Polyphenol oxidase and ACC synthase activity
Polyphenol oxidase (PPO, EC1.10.3.1) activity was determined following the protocol established by Kumar and Khan29. The assay mixture for PPO consisted of 2 mL of 0.1 M phosphate buffer at pH 6.0, 1 mL of 0.1 M catechol, and 0.5 mL of the enzyme extract. This mixture was incubated at 25 °C for 5 min, and the reaction was halted by adding 1 mL of 2.5 N H2SO4. The absorbance of the resulting purpurogallin was measured at 495 nm. PPO activity is expressed in units (μmol catechol oxidized per minute) per mg protein.

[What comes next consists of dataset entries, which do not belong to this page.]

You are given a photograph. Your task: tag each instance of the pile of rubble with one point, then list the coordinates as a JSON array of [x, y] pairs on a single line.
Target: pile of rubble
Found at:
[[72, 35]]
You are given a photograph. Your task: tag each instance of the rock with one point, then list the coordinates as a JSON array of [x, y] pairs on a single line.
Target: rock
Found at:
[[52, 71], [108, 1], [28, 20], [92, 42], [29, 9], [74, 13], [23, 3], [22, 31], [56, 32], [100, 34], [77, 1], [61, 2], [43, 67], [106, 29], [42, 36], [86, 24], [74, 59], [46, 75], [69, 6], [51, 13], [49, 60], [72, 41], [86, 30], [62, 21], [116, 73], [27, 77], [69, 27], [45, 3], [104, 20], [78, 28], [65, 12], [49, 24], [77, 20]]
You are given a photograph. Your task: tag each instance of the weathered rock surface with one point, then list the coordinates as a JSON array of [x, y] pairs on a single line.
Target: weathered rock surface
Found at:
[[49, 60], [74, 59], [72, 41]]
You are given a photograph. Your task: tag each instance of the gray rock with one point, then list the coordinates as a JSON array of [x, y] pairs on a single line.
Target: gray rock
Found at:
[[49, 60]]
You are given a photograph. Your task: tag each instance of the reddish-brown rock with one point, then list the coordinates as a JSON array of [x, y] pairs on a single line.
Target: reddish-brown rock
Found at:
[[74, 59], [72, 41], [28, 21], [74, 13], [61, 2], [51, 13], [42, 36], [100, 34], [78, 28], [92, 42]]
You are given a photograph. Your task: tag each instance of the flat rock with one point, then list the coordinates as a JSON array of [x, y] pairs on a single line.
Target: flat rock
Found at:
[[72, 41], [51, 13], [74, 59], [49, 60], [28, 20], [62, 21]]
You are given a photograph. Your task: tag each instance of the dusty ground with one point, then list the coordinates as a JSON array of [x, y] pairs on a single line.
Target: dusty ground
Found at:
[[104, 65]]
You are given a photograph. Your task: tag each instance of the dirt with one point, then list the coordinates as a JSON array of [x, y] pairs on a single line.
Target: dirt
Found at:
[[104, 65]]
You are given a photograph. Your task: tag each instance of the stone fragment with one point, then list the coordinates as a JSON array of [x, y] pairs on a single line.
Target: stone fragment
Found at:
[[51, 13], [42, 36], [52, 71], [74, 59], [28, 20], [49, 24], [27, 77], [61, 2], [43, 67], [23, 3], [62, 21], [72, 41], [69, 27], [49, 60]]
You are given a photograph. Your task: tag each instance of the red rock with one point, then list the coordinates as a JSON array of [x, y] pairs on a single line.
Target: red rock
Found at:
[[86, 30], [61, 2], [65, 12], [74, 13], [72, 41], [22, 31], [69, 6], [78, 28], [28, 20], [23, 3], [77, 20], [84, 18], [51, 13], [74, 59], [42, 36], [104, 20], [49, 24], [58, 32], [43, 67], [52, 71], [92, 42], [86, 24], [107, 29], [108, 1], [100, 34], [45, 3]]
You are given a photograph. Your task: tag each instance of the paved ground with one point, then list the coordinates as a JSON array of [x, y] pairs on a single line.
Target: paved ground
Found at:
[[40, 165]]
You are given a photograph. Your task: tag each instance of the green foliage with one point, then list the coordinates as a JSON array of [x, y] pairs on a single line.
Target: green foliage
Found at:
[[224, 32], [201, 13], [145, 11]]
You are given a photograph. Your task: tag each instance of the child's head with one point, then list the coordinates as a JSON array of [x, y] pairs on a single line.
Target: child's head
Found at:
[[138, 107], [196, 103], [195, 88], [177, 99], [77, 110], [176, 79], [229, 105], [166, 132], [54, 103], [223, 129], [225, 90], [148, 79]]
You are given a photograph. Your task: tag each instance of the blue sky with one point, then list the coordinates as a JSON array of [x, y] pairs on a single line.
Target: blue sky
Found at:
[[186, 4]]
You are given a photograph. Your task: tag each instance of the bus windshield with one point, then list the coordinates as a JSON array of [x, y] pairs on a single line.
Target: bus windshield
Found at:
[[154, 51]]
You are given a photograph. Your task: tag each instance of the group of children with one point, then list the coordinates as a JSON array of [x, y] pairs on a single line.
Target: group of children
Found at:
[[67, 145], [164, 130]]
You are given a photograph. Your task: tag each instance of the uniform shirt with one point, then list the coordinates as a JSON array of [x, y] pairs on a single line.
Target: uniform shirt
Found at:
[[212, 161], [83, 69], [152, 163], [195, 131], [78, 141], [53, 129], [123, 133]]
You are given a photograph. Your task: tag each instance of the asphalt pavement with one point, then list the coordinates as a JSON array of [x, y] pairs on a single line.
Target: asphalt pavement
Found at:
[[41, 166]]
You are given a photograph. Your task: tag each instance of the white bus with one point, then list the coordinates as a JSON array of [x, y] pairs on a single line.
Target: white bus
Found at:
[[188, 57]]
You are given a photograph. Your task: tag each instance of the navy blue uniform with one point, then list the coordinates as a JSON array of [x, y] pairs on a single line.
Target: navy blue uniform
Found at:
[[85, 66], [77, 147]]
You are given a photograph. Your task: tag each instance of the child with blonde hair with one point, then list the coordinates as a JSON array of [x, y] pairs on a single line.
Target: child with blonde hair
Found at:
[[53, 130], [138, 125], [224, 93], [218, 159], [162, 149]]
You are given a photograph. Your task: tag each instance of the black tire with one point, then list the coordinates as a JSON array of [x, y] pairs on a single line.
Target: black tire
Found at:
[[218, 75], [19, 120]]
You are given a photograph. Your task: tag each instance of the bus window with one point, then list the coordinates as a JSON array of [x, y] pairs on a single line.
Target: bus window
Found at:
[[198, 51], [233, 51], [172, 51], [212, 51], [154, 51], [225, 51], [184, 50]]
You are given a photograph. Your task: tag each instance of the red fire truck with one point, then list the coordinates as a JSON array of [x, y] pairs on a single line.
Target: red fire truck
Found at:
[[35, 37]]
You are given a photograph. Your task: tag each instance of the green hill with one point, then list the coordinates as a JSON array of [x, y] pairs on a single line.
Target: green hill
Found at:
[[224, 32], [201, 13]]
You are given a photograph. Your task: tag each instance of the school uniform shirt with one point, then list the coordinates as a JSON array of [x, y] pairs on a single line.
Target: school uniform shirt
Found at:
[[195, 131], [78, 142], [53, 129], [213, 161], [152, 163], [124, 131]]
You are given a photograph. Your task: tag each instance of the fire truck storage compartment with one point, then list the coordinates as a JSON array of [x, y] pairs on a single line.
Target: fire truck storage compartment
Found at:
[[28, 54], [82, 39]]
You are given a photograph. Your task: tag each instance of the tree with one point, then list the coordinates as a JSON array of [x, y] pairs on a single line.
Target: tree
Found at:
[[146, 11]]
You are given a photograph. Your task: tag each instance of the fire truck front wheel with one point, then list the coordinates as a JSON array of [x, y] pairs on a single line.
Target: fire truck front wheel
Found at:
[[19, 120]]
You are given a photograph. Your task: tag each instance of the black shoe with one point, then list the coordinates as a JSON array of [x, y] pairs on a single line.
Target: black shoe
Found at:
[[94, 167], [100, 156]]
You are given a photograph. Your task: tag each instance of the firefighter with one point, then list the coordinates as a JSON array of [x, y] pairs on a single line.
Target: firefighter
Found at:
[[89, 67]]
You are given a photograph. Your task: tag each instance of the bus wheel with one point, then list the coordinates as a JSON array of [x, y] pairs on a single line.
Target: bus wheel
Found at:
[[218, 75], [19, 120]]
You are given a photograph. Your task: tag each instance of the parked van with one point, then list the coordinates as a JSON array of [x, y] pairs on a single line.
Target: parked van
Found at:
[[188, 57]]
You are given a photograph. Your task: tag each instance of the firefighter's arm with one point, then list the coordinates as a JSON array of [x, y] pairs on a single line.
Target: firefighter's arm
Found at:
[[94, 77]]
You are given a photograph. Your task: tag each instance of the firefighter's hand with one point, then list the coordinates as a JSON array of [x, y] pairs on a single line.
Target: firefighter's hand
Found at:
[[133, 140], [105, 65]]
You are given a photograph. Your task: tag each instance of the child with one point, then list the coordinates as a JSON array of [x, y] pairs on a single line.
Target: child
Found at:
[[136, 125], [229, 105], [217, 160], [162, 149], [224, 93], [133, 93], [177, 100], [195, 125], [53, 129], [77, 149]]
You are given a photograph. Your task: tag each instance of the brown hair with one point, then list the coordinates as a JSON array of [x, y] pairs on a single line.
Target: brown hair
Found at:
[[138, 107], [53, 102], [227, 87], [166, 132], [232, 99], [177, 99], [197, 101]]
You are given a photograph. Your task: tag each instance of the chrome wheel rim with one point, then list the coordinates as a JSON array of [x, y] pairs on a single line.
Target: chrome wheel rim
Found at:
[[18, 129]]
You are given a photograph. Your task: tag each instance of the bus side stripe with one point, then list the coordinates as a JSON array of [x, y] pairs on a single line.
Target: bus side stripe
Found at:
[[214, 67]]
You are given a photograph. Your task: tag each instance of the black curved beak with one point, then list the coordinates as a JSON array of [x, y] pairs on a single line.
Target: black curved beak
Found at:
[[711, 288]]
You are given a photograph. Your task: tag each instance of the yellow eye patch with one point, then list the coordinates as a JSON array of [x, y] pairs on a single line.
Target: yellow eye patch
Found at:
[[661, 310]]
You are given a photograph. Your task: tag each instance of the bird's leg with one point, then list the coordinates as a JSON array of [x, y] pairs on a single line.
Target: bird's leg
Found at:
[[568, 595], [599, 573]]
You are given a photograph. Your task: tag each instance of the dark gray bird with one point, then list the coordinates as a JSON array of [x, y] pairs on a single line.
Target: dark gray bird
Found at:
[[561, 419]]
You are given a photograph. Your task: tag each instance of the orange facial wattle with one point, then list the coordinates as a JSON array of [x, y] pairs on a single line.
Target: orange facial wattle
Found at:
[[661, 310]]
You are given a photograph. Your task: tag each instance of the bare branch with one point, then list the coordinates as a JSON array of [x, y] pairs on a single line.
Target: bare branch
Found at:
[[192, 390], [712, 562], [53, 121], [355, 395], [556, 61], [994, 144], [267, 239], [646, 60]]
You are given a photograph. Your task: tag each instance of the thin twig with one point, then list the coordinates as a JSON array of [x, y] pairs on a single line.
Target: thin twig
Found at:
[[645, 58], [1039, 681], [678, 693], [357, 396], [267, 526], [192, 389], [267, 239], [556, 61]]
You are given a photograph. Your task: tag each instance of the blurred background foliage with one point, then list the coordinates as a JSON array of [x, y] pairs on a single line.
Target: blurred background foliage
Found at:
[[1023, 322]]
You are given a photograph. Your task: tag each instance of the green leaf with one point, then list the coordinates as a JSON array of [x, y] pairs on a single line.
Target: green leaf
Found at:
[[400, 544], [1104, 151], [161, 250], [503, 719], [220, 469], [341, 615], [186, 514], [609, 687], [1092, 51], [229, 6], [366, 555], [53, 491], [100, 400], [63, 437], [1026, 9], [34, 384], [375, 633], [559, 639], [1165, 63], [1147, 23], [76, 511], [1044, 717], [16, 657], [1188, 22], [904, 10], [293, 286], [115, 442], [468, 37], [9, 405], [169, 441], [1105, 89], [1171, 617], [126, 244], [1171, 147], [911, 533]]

The ACC synthase activity in petals was measured according to the method of Jiang et al.30 with some modification. After preparation the samples, the ACC was converted to ethylene. The ethylene in the headspace was then measured using a Shimadzu GC 9A gas chromatograph. A unit of ACC synthase activity was defined as the amount of enzyme that catalyzed the formation of 1 nmol of ACC per hour under the stated assay conditions.
Malondialdehyde content
Malondialdehyde (MDA) content was assessed following the thiobarbituric acid (TBA) reaction, as originally outlined by Ali, et al.31, with minor adjustments. Initially, 200 mg of petal samples were homogenized in 2 mL of 0.1% trichloroacetic acid and subjected to centrifugation at 10,000 × g for 15 min. Next, 1 mL of the resulting supernatant was combined with 2.5 mL of 0.5% thiobarbituric acid in 20% trichloroacetic acid and subjected to incubation in hot water at 95 °C for 30 min. The reaction was promptly terminated by cooling the mixture on ice, followed by centrifugation at 10,000 × g for 30 min. The absorbance was measured at 532 and 600 nm. The concentration of MDA was determined by subtracting the nonspecific absorption at 600 nm from the absorption at 532 nm, using an absorbance coefficient of extinction (155 mM−1 cm−1).
Vase life
Sharp secateurs were used to cut flowers. The selection criteria included choosing flowers at the tight bud stage, characterized by fully developed coloration while the petals remained tightly closed, yet to begin unfolding. For the assessment of vase life, a total of 15 flower stems were harvested from each treatment group. These stems were then recut to a standardized length of 50 cm and placed individually in containers filled with water. The containers were maintained at room temperature, consistently set at 25 °C, with relative humidity levels ranging between 85 and 90%. In accordance with the criteria established by Jowkar, et al.32: the vase life was carefully monitored and evaluated on a daily basis. The end of the vase life was determined when either the neck of the flower was bent or the five outermost petals showed visible signs of wilting.
Total flavonoid content
To determine the total flavonoid content in the methanolic extract solution, the aluminum chloride assay, as described by Tohidi et al.34, was employed. An aliquot of 125 μl from the extract solution was mixed with 75 μl of 5% NaNO2 solution. The mixture was then allowed to stand for 5 min before the addition of 150 μl of aluminum chloride (10%) solution. Following this, 750 μl of NaOH solution (1 M) was incorporated, and the final volume of the mixture was adjusted to 2500 μl using deionized water. After incubating the mixture for 15 min, the absorbance was measured at 510 nm using a spectrophotometer. The total flavonoid content was quantified and expressed as milligrams of quercetin equivalent per gram of fresh weight.
Total phenolic content
Initially, 1.25 g of petal samples were combined with 25 mL of 80% methanol in an orbital shaker set at 150 rpm and maintained at a temperature of 25 °C. The mixture was allowed to shake for a duration of 24 h. The total phenolic compounds in the resulting methanolic extract solution was determined using the Folin Ciocalteu method, following the protocol outlined by Tohidi, et al.34, with minor adjustments. Specifically, 0.5 mL of the filtered methanolic extract was added to a test tube containing a mixture of 2.5 mL of the Folin Ciocalteu reagent (diluted tenfold) and 2 mL of 7.5% sodium carbonate. The contents of the test tube were thoroughly mixed. After heating this mixture at 45 °C for 15 min, the absorbance was measured at 765 nm using a spectrophotometer. Gallic acid was utilized as the standard for quantifying the total phenolic content. The resulting data were expressed as milligrams of gallic acid equivalent per gram of fresh weight.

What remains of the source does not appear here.